One group said he was "filling the colony with terrible terror." An official said he "undertook hasty reforms without knowing the country."
Alfa Yaya had been made chief of Labé, Kade and Gabu after the Bokar Biro, the last independent almami of the Imamate of Futa Jallon, had been defeated. Alfa Yaya's rule was harsh, he demanded a share of tax receipts, and he was thought to be plotting with the Portuguese. He was arrested in October 1905 and sentenced to five years in prison in Abomey on charges of plotting against France.

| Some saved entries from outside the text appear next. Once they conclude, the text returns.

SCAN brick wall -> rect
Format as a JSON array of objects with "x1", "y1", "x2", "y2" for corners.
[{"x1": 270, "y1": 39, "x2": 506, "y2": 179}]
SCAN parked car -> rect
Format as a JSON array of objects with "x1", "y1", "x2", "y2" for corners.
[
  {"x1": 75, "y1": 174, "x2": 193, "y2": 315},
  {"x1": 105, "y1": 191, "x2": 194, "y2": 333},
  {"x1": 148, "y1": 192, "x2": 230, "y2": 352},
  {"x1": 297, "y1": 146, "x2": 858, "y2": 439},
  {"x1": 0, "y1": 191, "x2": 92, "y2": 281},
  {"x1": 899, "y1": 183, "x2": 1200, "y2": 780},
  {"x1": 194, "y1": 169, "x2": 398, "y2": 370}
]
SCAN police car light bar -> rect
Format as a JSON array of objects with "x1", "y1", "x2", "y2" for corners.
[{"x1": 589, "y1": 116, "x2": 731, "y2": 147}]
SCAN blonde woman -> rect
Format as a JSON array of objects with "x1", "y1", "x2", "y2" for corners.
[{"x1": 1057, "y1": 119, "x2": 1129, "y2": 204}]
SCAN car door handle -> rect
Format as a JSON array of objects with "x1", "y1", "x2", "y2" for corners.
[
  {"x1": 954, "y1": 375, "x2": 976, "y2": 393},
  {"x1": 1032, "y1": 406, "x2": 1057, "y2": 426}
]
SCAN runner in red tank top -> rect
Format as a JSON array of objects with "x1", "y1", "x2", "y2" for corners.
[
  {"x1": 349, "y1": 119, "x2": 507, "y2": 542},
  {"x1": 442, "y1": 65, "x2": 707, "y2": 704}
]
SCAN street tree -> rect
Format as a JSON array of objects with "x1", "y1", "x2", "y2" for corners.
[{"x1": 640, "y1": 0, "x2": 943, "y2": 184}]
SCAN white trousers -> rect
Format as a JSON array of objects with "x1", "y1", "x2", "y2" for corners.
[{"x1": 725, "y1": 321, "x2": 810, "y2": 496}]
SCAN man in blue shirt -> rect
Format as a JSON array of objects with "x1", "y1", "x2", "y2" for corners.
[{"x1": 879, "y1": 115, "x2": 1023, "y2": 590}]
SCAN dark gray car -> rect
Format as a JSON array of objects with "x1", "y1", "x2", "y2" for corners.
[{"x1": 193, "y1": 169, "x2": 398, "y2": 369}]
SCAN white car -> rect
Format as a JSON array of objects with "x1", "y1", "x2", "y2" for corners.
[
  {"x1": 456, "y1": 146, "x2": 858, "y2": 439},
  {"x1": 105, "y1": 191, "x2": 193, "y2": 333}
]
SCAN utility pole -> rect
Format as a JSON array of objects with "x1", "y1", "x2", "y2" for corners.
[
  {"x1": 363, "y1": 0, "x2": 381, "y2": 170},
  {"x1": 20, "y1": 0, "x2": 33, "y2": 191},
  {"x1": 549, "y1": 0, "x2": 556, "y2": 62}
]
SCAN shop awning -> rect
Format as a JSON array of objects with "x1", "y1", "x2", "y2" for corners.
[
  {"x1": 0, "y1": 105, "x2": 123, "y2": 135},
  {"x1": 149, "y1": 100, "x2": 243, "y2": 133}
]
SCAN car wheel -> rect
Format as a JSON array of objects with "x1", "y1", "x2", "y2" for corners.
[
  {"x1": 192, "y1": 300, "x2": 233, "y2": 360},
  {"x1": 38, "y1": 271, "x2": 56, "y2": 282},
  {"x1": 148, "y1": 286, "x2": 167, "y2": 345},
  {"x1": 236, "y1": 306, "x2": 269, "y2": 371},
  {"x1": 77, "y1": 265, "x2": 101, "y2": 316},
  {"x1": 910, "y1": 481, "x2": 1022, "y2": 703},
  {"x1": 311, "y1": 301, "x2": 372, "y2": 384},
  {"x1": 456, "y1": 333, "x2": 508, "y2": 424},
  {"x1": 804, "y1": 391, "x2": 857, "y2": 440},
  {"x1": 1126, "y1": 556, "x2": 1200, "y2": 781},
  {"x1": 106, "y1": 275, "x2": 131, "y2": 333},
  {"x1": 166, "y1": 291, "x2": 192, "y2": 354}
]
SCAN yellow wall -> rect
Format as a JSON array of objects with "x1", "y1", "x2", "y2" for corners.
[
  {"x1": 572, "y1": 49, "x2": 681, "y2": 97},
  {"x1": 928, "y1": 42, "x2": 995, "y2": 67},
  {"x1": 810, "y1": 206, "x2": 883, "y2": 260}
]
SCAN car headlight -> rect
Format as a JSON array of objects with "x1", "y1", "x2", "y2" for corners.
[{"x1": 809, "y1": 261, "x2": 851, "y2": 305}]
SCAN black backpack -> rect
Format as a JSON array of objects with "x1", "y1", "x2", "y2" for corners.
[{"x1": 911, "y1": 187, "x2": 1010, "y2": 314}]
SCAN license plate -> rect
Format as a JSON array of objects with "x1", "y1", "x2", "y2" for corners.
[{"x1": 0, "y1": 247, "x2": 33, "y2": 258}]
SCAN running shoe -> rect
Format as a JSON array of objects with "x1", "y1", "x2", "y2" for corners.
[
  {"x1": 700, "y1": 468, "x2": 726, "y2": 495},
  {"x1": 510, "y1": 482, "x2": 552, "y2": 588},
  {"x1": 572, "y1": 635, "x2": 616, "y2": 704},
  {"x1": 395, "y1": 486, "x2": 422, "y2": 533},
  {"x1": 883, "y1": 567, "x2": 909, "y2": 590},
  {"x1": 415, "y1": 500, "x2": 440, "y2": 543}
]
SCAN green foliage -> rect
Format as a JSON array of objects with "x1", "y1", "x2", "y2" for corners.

In 1905 Frézouls heard allegations of extortion and abuse of power by Ernest Noirot, the Director of Native Affairs.
Two of Noirot's protegés were implicated: Hubert, the administrator of Fouta Djallon, and Boubou Penda, Noirot's interpreter.
Frézouls launched an investigation.
He suspended Noirot and Hubert, and arrested Boubou Penda.
Press reports in 1906 were generally hostile to the governor, embarrassing his superiors.

==Later career==

Frézouls was removed from office on 27 March 1906.
A libel suit was brought against him. Eventually the case against Hubert and Noirot was abandoned in 1909.
On 17 June 1922 Frézouls was sentenced to fifteen months in prison and a fine of 5,000 francs for breach of trust. He was expelled from the Legion of Honor.